While we never advocate for rubbing someone’s mistakes in their face, as they say, we do think it is essential to gently say, “I told you so.” It is necessary to let people know how much better you are fairing because of your preparedness actions when smaller disasters occur. Many look back on the challenges they have faced in life, but not all look back at the hard lessons of life. Talk to anyone who grew up poor, and they can teach you volumes about how to stretch a dollar or a meal. Talk to someone who was just recently unemployed. It got a little tight and scary, but they got another job, and that person may not tell you what they were enacting in their lives to lessen the impact the next time they are unemployed. The fact is, it sometimes takes a prolonged period of tragedy or the same tragedies occurring again and again until we finally accept that we need to make a change. Many people don’t prep because they repeat the most comfortable patterns along systems that continually fail, again and again. Think of it like that friend who repeatedly dates the wrong type of person. How many times will they continue to make that mistake? At some point, you have to take them aside and say both, “Look, I told you” and “Let’s make a plan for you to find someone better.”
One of my friends once told me about how his wife had scoffed at his signing up for hotel rewards points. He also was traveling quite a bit with his job. In a year, he took her on an all-expense-paid trip to Hawaii for a week. He paid for it all with rewards points. His wife never scoffed at his rewards programs again, and you know he said, “I told you so,” more than once.

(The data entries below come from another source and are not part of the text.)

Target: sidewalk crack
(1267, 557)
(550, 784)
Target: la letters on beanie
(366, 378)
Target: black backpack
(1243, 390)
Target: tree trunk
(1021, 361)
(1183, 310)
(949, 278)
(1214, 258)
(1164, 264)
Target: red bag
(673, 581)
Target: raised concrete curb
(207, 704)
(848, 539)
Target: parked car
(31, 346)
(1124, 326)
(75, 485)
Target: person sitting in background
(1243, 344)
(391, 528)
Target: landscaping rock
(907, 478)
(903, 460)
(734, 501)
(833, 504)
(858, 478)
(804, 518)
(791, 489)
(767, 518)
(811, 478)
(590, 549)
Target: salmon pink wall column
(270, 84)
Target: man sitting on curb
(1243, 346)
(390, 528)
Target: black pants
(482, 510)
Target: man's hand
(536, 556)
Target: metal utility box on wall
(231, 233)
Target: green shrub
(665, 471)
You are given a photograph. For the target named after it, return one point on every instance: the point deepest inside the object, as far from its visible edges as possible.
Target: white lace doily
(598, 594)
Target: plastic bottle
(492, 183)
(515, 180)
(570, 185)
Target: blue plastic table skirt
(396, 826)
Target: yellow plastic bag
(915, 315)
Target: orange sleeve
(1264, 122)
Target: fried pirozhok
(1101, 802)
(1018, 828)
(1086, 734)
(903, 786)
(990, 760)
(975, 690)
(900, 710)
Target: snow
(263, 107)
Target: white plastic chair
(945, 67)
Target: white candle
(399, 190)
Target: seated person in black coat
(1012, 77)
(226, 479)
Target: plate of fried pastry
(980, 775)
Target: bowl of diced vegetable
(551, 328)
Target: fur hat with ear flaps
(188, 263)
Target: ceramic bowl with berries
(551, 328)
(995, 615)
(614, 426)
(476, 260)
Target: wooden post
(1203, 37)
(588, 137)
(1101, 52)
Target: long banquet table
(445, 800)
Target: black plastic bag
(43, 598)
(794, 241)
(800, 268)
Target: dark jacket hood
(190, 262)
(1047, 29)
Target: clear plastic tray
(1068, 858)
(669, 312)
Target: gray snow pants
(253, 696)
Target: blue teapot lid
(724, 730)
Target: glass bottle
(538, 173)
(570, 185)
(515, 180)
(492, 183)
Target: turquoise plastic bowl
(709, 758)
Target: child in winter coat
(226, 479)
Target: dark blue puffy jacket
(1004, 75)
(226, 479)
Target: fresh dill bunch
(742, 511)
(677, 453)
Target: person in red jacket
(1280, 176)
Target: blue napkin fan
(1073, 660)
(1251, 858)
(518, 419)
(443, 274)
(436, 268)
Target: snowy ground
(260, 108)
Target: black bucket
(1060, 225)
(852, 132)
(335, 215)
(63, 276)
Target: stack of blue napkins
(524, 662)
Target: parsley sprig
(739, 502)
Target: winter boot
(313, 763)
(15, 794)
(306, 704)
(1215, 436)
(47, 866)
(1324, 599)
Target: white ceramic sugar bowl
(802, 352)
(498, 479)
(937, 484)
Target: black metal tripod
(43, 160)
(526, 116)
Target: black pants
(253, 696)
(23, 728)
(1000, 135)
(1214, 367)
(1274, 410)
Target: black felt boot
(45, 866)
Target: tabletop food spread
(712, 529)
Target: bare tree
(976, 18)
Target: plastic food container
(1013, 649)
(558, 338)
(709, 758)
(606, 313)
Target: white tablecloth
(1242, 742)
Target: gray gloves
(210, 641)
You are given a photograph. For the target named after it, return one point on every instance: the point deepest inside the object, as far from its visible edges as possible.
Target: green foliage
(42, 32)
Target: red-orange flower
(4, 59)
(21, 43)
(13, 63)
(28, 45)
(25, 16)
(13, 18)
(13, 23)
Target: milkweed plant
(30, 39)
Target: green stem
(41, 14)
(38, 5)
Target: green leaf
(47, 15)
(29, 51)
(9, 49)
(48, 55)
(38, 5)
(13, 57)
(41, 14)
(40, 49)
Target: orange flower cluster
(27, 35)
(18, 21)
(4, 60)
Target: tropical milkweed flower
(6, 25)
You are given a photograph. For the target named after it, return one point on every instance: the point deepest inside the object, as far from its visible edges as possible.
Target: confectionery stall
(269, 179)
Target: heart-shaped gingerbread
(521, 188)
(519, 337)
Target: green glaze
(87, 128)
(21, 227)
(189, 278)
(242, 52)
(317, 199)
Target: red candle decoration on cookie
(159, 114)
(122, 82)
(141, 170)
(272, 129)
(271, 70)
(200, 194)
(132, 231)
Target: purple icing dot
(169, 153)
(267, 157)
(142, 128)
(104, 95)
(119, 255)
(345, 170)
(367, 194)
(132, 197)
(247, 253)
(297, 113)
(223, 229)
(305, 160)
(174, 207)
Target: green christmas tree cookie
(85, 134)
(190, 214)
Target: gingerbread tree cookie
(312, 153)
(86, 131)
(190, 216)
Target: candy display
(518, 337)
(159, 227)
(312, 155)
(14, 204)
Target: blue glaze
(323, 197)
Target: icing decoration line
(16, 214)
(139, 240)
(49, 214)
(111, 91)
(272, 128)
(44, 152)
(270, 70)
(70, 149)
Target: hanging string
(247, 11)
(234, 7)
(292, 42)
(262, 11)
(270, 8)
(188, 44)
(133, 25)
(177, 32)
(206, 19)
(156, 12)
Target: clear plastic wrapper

Of course, that is a light example, but don’t be afraid to have an open discussion about the tragedies in your own life and how you now have a plan in place for future catastrophes. Remind a friend that you warned them about this or that and help them build a plan to skirt disaster in the future. Point to the news and let your friends and family know you saw it coming, which is why you are personally getting prepared. You don’t have to let people know the quantities and things you have on hand, but you need to get the conversation started to build your prepping community.
Convincing friends and family to begin prepping always starts with a conversation. By building your networks and community, you can also forge those relationships to assist you in your own prepping endeavors. Forming a bulk buying club or a meal swap can be the spark that you need to ignite a larger conversation. Your friends and family may never fully embrace the prepping lifestyle, but their common sense may motivate them to at least become a little more prepared.
How have you gotten your friends and family on board with prepping? What was your tactic? What worked best for you?
As always, please stay safe out there.